Exxon, like most other major oil companies, said it supported the Paris climate accords, in which governments agreed to keep global temperatures from rising 1.5C or more above pre-industrial levels to prevent worsening heat waves, droughts, floods and other disasters. effects.
Privately, however, these companies have reduced the need to reduce and even increase fossil fuel activity, the committee found.
In 2017, internal BP documents indicated that the company intends to “significantly increase development in regions with oil potential.” “Focus on the highest-yielding projects in current basins.”
A BP executive later claimed in an internal email that the company had “no commitment to minimize GHGs.” [greenhouse gas] emissions,” while another acknowledged that any divestment from fossil fuels “could not necessarily lead directly to a reduction in global emissions.”
Industry insiders have spoken to Exxon advisers about doubts about the veracity of climate science, documents show, and a strategy slide presented to Chevron’s board by its chief executive Mike Wirth says the company will “continue to invest” in fossil fuels. even as others retreat from oil and gas.

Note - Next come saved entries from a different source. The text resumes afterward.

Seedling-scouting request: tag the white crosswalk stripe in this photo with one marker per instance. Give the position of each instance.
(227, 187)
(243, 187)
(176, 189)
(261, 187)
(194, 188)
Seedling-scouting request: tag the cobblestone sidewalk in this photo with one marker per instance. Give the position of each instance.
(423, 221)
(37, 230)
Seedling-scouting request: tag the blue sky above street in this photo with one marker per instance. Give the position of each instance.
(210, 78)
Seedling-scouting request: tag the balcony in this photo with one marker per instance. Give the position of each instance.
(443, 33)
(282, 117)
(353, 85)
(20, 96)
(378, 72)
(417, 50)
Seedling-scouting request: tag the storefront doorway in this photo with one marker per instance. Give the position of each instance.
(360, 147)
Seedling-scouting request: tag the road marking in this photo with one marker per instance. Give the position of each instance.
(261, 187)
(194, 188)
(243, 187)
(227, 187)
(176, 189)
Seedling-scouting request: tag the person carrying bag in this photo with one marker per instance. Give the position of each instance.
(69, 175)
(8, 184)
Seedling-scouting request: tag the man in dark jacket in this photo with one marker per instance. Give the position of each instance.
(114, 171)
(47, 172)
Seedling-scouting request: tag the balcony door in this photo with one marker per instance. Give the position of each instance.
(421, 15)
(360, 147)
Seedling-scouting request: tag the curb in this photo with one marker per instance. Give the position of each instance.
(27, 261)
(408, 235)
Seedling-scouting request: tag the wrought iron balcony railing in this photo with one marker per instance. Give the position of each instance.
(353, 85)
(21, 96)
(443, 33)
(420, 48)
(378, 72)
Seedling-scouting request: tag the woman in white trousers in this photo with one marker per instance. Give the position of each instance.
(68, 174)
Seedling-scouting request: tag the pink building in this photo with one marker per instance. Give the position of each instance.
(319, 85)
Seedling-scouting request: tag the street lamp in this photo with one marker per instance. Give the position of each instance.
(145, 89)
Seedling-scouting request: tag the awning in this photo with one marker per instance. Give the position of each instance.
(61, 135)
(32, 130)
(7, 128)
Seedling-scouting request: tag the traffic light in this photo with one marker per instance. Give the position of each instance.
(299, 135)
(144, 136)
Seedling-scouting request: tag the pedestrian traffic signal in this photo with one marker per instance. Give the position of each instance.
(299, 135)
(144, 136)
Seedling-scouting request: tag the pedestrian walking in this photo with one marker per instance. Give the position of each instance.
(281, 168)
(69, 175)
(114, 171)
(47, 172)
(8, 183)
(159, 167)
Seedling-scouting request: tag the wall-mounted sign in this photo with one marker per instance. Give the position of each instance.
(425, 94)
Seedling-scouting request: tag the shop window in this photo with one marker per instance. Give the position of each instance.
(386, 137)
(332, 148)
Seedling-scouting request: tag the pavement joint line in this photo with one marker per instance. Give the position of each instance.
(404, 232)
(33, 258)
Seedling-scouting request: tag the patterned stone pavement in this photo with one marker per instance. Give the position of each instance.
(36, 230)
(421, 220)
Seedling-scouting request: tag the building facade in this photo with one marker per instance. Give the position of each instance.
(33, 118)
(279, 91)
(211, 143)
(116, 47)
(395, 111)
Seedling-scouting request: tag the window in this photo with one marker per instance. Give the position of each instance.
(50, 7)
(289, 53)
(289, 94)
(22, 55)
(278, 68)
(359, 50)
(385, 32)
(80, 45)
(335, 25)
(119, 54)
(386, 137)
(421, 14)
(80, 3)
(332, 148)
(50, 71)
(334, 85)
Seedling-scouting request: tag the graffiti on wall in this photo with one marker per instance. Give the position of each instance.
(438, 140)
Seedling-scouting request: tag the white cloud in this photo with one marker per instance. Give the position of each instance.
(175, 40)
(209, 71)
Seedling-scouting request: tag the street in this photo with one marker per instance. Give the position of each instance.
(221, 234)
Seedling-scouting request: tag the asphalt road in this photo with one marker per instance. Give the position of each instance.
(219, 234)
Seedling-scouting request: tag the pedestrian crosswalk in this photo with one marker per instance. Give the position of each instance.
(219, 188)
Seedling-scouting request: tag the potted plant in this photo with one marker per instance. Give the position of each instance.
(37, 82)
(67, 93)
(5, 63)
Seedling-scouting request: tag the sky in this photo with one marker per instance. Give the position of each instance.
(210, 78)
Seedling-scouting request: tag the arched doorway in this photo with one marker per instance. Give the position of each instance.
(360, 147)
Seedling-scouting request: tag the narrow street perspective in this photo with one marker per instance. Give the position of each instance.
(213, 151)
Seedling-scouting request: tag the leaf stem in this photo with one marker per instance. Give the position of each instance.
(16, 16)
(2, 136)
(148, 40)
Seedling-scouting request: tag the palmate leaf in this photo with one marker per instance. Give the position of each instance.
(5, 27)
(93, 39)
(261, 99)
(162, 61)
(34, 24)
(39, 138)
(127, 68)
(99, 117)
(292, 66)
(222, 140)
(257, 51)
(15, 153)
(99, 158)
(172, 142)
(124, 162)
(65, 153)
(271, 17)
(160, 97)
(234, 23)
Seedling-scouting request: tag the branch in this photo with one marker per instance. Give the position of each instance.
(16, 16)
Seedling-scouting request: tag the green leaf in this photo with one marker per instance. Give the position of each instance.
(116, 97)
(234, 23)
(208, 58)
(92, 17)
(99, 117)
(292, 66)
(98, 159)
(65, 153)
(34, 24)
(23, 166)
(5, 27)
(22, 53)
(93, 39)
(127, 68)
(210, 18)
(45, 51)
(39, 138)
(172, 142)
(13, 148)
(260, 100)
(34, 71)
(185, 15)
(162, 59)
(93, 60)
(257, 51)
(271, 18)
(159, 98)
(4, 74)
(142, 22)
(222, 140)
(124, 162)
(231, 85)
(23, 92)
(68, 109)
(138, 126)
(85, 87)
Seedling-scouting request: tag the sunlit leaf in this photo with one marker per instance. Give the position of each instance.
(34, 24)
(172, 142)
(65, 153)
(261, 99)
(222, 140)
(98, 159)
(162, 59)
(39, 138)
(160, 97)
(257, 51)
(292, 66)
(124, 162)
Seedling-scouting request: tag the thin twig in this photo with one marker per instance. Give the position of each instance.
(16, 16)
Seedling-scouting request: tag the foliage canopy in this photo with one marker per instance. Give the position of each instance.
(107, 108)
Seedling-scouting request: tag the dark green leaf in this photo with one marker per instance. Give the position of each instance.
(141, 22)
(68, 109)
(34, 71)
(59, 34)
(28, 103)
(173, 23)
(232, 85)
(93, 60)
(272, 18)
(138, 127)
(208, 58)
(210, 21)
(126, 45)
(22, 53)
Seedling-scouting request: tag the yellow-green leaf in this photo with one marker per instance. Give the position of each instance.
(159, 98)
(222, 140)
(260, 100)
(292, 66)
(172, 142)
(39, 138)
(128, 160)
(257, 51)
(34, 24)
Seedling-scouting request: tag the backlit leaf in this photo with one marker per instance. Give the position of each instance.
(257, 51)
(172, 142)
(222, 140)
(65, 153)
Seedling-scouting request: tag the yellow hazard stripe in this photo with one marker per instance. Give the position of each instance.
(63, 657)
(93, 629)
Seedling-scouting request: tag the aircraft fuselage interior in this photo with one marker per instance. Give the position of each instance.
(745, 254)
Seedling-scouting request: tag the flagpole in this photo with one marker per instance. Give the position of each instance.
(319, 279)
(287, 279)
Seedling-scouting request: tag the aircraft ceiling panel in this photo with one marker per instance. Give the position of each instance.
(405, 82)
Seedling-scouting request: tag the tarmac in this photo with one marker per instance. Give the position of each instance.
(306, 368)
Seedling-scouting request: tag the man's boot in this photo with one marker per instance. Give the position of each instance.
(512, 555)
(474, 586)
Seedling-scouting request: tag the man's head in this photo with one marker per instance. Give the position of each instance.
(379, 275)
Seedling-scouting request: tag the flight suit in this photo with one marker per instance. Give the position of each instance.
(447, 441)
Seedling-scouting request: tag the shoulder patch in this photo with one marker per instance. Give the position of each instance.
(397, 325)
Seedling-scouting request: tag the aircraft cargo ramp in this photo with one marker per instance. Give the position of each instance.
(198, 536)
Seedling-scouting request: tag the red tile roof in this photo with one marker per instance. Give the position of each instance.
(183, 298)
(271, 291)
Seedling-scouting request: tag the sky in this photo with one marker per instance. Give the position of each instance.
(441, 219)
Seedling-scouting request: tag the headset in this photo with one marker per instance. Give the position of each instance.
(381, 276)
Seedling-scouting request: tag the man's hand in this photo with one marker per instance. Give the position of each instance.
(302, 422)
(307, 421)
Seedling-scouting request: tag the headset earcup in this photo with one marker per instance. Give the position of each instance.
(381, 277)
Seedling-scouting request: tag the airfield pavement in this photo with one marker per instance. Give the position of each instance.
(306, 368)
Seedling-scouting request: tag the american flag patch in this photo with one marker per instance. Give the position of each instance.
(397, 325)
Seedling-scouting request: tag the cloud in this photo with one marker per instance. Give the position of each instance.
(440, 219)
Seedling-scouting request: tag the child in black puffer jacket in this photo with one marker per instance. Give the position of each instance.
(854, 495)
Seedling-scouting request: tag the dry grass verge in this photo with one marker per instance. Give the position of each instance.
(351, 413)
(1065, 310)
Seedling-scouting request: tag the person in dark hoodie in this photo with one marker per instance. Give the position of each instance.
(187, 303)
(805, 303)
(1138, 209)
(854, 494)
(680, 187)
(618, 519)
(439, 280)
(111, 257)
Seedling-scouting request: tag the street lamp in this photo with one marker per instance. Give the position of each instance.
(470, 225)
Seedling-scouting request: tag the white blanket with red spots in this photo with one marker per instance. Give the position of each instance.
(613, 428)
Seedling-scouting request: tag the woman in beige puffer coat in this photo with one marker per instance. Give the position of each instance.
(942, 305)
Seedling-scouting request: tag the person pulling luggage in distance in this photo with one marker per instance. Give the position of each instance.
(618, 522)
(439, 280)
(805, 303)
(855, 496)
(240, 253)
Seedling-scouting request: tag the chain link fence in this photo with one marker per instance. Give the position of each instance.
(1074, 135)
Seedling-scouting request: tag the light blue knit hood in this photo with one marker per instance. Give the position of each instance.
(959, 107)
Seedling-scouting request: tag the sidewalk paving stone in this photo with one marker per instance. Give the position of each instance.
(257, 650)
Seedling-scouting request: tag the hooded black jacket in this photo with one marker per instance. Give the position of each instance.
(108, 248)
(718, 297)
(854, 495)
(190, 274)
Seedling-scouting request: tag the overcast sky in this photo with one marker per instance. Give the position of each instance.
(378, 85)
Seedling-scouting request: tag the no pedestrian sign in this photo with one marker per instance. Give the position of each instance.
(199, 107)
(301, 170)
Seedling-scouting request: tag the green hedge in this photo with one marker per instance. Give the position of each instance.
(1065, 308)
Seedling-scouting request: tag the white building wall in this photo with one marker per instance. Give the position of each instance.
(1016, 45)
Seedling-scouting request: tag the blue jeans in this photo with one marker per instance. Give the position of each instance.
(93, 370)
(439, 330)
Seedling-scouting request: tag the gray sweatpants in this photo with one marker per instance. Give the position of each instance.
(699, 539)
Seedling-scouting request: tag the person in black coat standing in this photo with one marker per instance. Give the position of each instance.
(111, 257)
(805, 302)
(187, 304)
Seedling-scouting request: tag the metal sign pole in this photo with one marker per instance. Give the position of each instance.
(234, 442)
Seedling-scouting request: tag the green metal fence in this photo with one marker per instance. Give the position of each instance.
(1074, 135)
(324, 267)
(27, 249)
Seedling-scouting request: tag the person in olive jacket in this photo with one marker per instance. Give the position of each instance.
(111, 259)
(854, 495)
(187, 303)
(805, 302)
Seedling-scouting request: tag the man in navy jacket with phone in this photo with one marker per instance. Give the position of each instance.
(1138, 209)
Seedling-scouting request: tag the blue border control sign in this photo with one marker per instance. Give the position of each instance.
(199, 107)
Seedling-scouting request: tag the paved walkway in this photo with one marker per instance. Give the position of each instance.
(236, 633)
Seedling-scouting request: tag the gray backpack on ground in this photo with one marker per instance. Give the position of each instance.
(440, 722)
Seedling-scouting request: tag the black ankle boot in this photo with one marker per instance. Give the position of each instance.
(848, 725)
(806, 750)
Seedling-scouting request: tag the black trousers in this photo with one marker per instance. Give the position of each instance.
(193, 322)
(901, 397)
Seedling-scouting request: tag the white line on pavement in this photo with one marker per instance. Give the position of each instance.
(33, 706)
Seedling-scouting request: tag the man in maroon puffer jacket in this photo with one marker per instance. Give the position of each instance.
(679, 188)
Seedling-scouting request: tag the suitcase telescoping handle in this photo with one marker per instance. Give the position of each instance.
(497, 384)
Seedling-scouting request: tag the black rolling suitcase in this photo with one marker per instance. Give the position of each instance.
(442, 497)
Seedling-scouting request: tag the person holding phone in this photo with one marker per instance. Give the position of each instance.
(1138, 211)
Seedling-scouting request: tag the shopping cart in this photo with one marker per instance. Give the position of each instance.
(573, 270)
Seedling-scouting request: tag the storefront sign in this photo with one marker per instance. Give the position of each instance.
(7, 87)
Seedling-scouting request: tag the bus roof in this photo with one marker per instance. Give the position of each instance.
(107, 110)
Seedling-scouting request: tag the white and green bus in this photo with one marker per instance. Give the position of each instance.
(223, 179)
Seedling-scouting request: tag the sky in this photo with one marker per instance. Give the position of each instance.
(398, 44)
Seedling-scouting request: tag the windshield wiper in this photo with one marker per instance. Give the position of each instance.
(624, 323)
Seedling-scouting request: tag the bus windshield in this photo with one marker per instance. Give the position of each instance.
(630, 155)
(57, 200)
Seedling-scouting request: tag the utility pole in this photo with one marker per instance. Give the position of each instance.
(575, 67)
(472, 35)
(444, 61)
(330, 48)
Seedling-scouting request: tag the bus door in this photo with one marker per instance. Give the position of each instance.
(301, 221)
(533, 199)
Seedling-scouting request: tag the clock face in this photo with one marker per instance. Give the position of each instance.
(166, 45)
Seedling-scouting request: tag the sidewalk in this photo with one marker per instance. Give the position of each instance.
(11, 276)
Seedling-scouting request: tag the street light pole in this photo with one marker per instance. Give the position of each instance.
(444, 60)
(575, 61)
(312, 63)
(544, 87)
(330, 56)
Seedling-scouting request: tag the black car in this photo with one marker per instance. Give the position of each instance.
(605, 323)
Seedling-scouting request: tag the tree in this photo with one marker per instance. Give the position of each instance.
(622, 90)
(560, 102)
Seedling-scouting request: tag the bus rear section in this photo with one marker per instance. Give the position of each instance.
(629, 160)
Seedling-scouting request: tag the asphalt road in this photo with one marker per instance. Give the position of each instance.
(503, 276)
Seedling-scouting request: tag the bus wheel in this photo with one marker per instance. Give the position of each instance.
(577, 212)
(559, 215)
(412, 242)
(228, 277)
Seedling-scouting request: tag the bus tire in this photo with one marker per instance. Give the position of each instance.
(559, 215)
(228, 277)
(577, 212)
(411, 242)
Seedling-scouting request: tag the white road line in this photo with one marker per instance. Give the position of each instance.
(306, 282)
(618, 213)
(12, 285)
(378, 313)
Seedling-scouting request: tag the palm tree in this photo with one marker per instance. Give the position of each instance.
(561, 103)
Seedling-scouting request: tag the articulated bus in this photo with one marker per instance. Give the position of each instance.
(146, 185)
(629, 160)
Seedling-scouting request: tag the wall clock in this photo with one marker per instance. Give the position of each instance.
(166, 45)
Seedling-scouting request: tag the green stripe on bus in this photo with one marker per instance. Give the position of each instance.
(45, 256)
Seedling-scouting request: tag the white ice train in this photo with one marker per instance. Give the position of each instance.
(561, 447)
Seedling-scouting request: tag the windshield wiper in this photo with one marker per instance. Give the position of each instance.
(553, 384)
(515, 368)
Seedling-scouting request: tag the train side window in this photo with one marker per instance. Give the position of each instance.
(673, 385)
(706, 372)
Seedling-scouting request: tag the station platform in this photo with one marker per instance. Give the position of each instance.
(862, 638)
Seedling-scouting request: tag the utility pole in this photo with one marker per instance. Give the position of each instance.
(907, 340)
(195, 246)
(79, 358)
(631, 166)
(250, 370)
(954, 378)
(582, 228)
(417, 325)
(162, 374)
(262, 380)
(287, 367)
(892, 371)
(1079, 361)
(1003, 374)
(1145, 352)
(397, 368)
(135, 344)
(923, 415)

Shell’s tweets asking others what they can do to reduce emissions in 2020 drew ridicule from Twitter users. The company’s communications manager wrote privately that criticism that the tweet “gaslighted” the public was “not entirely without merit” and that the tweet “sounds good.” He added: “After all, we’re in a tweet like this, it shows that others have to sacrifice without focusing on ourselves.”
The U.K.-based oil company has also lashed out at climate activists, with a company communications specialist emailing the US youth-led climate group Sunrise Movement in 2019 wishing “bugs”.
Climate campaigners say the committee’s work shows the fossil fuel industry continues to lie about global warming.
“The key revelation from this report is that big oil has no real intention of meeting its climate commitments,” said Jamie Henn, director of Fossil Free Media.
“He is not moving to clean energy, doubling down on methane and actively lobbying against renewable energy solutions. It’s the big tobacco playbook again: pretend you care about a problem, but go about your deadly business as usual.